When asked by ET “what it means for Loki to be bisexual,” Herron responded, “I would say in our story, this is how we acknowledge it. But I hope that paves the way for deeper exploration.”
With the romantic implications between Loki and Sylvie, despite them being different versions of the same character, many fans are worried the two will enter into in a relationship and Loki’s bisexuality will not be further explored in future MCU projects. But some fans have claimed such an argument is biphobic.
When it comes to bisexuality, there is often the misconception to view bisexual people as attracted to both men and women, but when they enter into a relationship with one or the other, they are then viewed as gay or straight. If a bisexual man dates a man, then people say they were gay all along. But if a bisexual man dates a woman, they’re told they were just confused and they were straight all along.

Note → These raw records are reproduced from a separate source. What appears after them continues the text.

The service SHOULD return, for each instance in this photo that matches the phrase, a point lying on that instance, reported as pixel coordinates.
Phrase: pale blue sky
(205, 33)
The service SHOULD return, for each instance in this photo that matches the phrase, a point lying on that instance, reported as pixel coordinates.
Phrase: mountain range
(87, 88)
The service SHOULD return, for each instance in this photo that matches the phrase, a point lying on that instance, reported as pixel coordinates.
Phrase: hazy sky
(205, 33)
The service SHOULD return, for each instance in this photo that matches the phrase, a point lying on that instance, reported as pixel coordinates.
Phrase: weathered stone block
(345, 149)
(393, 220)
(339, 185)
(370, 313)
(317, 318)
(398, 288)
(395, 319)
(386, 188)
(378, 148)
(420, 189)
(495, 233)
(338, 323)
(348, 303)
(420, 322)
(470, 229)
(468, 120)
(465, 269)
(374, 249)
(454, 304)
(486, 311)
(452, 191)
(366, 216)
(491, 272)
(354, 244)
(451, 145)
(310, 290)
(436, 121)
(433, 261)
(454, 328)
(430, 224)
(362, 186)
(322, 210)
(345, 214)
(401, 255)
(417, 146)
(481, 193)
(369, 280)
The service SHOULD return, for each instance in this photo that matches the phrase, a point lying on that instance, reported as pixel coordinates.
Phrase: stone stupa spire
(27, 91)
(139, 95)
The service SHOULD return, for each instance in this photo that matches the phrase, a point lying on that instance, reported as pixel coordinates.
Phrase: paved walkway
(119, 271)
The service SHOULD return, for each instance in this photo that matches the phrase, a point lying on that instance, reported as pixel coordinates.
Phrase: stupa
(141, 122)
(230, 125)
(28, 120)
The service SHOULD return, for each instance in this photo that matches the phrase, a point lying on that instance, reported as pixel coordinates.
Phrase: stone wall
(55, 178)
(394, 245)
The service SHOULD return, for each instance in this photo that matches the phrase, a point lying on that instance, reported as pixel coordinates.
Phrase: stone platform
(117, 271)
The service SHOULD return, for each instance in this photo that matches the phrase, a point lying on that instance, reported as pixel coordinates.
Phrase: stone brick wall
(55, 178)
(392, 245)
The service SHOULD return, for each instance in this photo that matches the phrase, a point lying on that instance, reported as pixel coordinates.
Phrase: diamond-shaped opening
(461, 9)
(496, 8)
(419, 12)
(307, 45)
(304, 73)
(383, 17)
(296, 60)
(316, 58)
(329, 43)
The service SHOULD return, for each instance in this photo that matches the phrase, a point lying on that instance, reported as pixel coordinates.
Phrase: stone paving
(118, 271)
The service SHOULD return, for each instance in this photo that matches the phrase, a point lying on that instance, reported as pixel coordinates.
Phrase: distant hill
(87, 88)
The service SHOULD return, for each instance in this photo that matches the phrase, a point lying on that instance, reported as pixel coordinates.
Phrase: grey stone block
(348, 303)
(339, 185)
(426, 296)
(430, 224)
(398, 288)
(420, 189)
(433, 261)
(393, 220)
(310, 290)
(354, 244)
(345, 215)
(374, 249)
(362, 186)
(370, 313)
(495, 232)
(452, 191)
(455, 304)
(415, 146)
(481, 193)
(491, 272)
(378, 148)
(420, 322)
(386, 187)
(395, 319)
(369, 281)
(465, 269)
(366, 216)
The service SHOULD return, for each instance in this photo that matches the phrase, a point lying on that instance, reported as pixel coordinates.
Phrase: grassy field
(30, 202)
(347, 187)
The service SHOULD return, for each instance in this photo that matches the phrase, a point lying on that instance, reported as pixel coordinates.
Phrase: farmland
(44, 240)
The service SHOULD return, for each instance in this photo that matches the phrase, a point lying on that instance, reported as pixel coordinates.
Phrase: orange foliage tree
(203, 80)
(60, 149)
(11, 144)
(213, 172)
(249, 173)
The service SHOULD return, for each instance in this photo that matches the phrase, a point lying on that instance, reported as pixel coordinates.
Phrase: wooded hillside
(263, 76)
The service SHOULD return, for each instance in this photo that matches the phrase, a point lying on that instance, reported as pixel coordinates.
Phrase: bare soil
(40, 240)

And while the implications of getting mad that future MCU projects won’t explore Loki’s attraction to men is biphobic, there is a very real argument in terms of writing bisexual characters. For some, Loki’s quick piece of dialogue could be an easy way for the MCU to give them a pat on the back for inclusion without ever truly showing Loki exploring his bisexuality. And understandably people would be upset given not only the MCU’s lack of diversity when it comes to sexuality, but Disney’s issues of including LGBTQ+ characters in two second scenes that could easily be edited out due to censorship in certain countries.
But still, in a way that falls into a biphobic argument because it seems as though Loki needs to prove his bisexuality. There are plenty of bisexual men and women who are attracted to both sexes, whether romantically or sexually, and never end up in a same-sex relationship nor get the opportunity to experiment. Considering that Loki has confirmed he has had relations with men in the past, that should be enough to end the conversation on his bisexuality especially considering that the writers might be leaning toward developing a relationship between him and Sylvie. And in real life if a bisexual person is in an opposite-sex relationship, would we ever walk up to them and ask them to prove their bisexuality in some way, other than that person speaking on their past experiences? No, that would be a bit weird.
Not only that, but with the introduction of kid Loki, it’s possible the character could appear in future MCU projects which might explore his bisexuality as he comes of age. With Marvel seemingly positioning the Young Avengers in recent films and series and the large LGBTQ+ cast the team has, it’s going to be near impossible not to explore sexuality.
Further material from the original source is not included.